As you work on storing up food for the future, it is important not to overlook a very important aspect- spices! It’s all well and good to have a quarter ton of wheat, stacks of buckets containing rice and beans, and mylar bags full of oatmeal, but won’t that be mighty bland by itself?
The old expression “variety is the spice of life” is right on the money with regards to food storage. We are accustomed to massive numbers of choices at the typical grocery store. We could eat cuisine from a different culture every night of the week just in prepackaged food alone.
We will want to be able to recreate some of that from our own food storage. The key is stocking spices alongside those buckets and bags. Oftentimes, I put a 1 pound canister of salt in with the popcorn bags or spices like cilantro, cumin, and chili powder in with the beans.

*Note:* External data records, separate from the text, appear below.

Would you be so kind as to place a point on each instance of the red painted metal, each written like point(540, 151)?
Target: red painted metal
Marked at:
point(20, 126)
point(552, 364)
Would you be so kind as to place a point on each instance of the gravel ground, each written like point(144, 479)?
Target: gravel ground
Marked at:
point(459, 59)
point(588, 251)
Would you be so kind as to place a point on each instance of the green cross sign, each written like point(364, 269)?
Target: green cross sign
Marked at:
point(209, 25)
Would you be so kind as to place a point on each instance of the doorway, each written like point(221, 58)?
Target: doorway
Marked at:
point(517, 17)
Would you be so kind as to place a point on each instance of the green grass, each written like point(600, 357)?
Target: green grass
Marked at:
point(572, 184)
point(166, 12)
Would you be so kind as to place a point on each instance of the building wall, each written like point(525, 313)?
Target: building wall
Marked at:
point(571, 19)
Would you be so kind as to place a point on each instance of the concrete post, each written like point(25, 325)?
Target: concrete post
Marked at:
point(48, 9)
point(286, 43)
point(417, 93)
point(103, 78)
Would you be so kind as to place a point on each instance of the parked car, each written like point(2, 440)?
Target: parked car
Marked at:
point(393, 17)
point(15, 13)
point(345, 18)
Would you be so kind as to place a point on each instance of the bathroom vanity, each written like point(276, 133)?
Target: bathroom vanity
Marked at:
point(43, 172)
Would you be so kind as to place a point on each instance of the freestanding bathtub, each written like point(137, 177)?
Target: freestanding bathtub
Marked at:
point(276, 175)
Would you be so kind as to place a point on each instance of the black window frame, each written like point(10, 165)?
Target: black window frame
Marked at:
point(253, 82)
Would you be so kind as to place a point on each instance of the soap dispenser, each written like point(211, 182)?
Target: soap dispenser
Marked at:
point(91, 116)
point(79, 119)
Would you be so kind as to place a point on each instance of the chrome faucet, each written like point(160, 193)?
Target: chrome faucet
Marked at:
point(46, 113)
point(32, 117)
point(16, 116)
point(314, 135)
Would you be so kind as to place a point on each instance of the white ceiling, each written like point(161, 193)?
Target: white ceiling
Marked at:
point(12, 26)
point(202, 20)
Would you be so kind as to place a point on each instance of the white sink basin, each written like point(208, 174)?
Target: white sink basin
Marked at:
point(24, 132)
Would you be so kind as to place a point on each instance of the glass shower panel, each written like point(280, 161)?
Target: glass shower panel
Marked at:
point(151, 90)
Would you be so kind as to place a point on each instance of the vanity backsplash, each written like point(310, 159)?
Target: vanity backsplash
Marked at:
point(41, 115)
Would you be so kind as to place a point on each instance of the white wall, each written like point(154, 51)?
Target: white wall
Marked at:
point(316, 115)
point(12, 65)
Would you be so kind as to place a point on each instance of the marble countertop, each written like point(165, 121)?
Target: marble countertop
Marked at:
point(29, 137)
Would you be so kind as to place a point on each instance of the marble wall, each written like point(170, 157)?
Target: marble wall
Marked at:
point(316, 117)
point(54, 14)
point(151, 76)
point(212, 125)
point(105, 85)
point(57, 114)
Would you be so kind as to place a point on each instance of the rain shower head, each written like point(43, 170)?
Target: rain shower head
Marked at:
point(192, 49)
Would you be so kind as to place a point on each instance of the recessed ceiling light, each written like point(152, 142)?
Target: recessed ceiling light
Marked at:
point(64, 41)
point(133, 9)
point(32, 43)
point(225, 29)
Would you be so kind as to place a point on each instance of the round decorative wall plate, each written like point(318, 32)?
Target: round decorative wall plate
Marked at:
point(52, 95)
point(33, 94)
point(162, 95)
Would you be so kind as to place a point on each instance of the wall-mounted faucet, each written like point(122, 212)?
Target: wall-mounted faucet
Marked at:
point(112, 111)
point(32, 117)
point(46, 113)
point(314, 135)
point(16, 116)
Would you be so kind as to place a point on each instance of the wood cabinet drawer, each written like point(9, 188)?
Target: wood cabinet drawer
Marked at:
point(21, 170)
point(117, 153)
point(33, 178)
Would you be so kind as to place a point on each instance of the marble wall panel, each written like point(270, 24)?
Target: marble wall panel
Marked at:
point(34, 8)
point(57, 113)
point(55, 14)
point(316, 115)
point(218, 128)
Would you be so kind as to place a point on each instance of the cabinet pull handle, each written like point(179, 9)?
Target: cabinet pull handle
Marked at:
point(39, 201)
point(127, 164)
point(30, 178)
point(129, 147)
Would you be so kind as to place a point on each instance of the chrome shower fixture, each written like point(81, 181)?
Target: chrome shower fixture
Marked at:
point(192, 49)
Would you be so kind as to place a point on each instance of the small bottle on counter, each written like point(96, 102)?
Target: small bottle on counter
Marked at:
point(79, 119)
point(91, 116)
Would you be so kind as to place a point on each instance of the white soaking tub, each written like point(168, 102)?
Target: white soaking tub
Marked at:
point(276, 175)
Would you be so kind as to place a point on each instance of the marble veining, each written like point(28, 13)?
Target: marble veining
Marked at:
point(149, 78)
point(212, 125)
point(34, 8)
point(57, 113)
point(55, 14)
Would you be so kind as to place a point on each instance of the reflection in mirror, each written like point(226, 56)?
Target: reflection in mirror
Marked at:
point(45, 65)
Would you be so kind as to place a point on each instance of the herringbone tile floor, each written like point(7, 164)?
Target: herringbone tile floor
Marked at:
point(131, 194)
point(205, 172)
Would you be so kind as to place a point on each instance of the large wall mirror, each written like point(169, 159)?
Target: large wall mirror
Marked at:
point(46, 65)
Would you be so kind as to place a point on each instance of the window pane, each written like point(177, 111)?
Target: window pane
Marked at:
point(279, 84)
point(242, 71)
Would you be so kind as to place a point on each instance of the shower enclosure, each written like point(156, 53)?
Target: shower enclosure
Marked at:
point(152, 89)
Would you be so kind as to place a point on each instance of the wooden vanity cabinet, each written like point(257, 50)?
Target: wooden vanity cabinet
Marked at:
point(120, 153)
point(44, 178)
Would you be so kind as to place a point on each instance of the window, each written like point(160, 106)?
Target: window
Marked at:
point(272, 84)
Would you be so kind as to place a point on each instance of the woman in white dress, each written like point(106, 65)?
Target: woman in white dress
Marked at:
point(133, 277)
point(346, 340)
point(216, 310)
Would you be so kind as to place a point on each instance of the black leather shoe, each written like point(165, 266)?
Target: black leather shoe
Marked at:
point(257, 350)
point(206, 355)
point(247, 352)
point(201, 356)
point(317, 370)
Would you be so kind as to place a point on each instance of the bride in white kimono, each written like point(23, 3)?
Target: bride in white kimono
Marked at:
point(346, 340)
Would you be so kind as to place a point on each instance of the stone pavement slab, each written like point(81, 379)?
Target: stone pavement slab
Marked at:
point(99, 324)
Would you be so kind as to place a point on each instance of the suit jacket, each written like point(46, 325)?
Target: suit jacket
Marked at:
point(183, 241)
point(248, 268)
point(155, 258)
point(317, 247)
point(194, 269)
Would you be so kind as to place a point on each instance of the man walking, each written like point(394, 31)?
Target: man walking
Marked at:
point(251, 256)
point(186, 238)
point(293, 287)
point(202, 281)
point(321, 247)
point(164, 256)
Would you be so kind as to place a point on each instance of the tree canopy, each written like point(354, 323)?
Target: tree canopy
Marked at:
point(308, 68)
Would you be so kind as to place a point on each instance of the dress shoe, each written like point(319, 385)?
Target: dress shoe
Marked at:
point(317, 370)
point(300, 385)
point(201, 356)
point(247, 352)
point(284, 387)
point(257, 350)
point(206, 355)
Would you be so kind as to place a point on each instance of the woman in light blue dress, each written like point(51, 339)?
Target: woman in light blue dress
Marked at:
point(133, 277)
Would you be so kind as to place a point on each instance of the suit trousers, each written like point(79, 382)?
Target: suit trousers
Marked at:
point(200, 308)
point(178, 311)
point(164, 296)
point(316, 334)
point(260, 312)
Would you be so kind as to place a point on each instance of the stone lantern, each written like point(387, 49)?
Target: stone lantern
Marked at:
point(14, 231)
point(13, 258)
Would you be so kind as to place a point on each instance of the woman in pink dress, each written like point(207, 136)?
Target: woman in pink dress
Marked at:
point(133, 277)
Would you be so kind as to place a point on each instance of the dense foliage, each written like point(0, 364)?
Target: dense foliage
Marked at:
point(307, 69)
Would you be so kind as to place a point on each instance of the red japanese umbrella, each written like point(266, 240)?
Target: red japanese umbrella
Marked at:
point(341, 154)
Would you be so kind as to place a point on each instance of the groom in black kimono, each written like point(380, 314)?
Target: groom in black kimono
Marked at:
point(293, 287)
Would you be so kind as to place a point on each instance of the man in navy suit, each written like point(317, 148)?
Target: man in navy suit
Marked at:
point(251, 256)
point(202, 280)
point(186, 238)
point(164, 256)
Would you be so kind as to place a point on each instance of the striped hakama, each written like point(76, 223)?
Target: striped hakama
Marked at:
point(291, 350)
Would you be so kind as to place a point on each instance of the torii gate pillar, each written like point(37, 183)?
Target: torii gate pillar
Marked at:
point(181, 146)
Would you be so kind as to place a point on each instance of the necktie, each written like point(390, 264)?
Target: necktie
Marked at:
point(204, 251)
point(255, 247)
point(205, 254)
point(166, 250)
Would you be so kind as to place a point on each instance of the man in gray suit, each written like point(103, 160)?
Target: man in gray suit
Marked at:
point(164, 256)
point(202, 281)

There is another perk to storing spices- many of them have wonderful health benefits. In this series, I want to share some of the things I have learned. I am focusing on cinnamon this time.
A Little History
Cinnamon comes from a small tree originally native to present-day Sri Lanka. It was mentioned in Chinese writings as far back as 2800 B.C. It has been so highly prized that wars have taken place to secure a monopoly on its production and distribution. At different times, the Portuguese, Dutch, French, and English have all controlled it. The monopoly was lost when it began to be grown in other regions. In the first century, Pliny the Elder recorded that cinnamon commanded a price 15 times the value of silver by weight!
In recent years, several studies have been conducted to determine possible health benefits of consuming cinnamon. It is very high in health-promoting antioxidants. It has been shown to lower the “bad cholesterol” and regulate blood sugar, making it helpful for people with Type II Diabetes. It is also said to be helpful in preventing blood clots. It is said to be anti-inflammatory.
Some studies have shown that cinnamon helped alleviate yeast infections in people with medication-resistant strains. Researches in Maryland found it reduced the proliferation of some types of cancer cells.
Combined with honey and taken daily, it was found to alleviate arthritis pain and make moving around easier for those taking it. Many claim it improves brain function, not just by eating it, but also by smelling it.
It acts as a natural food preservative when added to food in storage because it inhibits bacterial growth. Some studies show it also has anti-parasitical, anti-viral, and anti-fungal properties too. It has even shown some promise in inhibiting E. coli.
In traditional Chinese medicine, it is prescribed for a variety of ailments. It is used for fighting colds, intestinal gas and upset, respiratory problems, and painful menstrual periods. It is also believed to improve energy levels and circulation to the extremities.
It is a good source of manganese, iron, fiber, and calcium. Oh yeah, and it tastes really good!
I don’t mention these things as medical advice to you, but to spark your interest in learning more for yourself. Cinnamon can be an irritant to the skin (some of our toddlers have gotten red blotches on their faces where they have smeared it until it is washed off), but reactions are usually mild.
Taking massive quantities may be harmful to your liver or even toxic. Because of its blood thinning effect, cinnamon should not be ingested in large amounts by people taking Coumadin or other similar medications. As is always the case, pregnant women should be especially careful with what they eat.
The disclaimers aside, don’t you just want to run into the kitchen and make some cinnamon rolls?!